Les travaux de la Chaire permettront de déterminer à moyen terme (derniers 1 000 ans) et à long terme (derniers 10 000 ans (holocène)) l’impact des épidémies passées de la TBE sur la variabilité structurale de la forêt boréale et de déterminer les variables qui influencent la croissance de l’épinette noire dans un contexte de changements climatiques.
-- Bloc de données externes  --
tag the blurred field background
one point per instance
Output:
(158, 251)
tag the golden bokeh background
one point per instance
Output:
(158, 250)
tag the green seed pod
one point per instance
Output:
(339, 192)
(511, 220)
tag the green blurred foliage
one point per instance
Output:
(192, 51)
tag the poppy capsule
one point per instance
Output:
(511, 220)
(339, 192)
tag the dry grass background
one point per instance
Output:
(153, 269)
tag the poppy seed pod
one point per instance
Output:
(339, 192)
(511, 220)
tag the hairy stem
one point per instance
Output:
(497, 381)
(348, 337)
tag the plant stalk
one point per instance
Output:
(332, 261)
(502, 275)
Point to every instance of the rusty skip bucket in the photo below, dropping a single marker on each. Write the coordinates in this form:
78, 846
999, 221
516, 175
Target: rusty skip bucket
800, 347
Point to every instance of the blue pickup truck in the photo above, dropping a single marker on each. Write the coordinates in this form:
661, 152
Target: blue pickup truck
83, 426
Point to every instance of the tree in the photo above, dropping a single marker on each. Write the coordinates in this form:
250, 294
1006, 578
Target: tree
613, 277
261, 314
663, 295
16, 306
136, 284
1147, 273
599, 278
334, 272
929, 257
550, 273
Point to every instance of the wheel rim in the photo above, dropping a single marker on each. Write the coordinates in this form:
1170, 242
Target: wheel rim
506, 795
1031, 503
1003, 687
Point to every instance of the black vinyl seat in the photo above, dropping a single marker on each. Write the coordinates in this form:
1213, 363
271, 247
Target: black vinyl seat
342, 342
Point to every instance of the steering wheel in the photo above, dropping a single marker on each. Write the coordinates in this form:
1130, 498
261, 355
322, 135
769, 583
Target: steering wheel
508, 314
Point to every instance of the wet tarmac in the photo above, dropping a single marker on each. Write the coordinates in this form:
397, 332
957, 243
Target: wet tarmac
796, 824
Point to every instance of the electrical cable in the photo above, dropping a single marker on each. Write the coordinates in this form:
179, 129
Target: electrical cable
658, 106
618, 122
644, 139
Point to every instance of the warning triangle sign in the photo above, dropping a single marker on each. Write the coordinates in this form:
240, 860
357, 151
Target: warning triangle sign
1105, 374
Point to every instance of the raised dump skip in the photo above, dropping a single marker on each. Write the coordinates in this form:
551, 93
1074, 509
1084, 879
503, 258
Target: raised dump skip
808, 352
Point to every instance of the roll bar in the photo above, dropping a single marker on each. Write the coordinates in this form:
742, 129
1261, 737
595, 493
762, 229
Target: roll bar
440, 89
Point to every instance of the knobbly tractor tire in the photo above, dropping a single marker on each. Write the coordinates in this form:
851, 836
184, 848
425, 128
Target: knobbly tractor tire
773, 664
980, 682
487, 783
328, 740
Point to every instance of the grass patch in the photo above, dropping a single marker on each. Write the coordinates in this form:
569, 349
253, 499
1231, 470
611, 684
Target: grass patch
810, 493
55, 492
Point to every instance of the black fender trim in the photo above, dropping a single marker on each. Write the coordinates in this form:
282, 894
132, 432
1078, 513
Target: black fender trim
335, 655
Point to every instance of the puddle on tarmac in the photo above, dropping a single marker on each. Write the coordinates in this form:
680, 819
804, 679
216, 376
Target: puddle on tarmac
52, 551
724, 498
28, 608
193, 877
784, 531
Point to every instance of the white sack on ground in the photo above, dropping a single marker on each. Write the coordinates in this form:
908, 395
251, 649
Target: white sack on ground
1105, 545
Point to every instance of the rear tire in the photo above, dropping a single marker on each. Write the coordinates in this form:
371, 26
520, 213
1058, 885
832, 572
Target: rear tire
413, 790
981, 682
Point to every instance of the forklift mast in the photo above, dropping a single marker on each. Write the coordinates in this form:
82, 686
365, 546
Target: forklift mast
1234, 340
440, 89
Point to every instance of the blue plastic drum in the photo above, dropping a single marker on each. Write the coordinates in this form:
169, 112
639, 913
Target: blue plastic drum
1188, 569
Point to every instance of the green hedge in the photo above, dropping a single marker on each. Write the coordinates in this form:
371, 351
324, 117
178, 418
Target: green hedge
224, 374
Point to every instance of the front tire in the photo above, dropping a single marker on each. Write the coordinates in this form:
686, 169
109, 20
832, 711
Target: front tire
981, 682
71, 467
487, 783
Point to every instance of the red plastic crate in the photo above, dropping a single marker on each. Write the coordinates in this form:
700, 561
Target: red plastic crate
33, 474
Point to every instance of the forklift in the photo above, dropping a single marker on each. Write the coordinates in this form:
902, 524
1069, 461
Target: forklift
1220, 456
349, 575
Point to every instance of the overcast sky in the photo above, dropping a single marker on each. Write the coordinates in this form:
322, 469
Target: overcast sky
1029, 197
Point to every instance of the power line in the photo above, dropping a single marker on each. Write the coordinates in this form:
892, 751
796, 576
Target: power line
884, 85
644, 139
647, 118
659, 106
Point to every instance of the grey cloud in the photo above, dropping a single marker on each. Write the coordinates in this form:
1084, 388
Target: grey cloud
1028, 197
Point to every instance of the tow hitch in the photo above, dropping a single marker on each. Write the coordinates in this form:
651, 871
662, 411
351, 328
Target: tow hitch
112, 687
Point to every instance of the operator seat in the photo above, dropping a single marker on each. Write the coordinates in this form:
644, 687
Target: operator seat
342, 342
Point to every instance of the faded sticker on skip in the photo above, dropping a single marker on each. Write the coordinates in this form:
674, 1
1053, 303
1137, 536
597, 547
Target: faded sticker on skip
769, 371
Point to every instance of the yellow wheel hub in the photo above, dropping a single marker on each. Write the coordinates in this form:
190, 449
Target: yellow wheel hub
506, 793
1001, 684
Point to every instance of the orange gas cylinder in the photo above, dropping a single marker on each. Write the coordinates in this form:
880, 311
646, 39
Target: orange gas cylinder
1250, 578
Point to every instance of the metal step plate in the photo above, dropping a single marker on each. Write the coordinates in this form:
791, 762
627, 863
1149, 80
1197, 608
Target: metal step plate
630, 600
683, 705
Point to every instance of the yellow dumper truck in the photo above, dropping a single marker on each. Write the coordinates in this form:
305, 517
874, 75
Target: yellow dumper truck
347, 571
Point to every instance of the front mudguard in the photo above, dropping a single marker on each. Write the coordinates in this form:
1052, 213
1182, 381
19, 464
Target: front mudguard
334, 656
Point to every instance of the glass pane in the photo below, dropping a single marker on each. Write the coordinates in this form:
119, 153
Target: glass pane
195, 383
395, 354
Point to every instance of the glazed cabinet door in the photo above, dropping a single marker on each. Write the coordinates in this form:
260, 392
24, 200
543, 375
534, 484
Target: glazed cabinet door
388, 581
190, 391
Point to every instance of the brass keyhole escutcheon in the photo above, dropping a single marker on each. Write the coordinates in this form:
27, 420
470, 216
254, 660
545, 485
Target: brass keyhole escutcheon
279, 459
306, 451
Un réseau de chronologie des épidémies de la TBE à travers son aire de distribution dans l’est de l’Amérique du Nord à l’aide de la dendrochronologie sera complété. Pour remonter plus loin dans le passé, des analyses dendrochronologiques originales des arbres engloutis dans les lacs permettront d’effectuer des chronologies millénaires alors que de nouvelles techniques paléoécologiques uniques impliquant des analyses macrofossiles de résidus de digestion (fèces) et des analyses microfossiles d’écailles de papillons de la TBE dans les sédiments permettront de couvrir les derniers 10 000 ans. Des analyses spatiales des différentes épidémies répertoriées viendront guider la gestion des approvisionnements alors que des analyses de la qualité du bois affecté par la défoliation permettront de déterminer les moments où les arbres peuvent être récoltés selon leur usage. Des analyses détaillées du développement intraannuel du cerne au niveau cellulaire (xylogénèse) et des mesures précises des variations du tronc serviront à déterminer les variables qui influencent la croissance de l’épinette noire, à faire des modèles de croissance spatialisés dans son aire de distribution et à étudier la qualité du bois.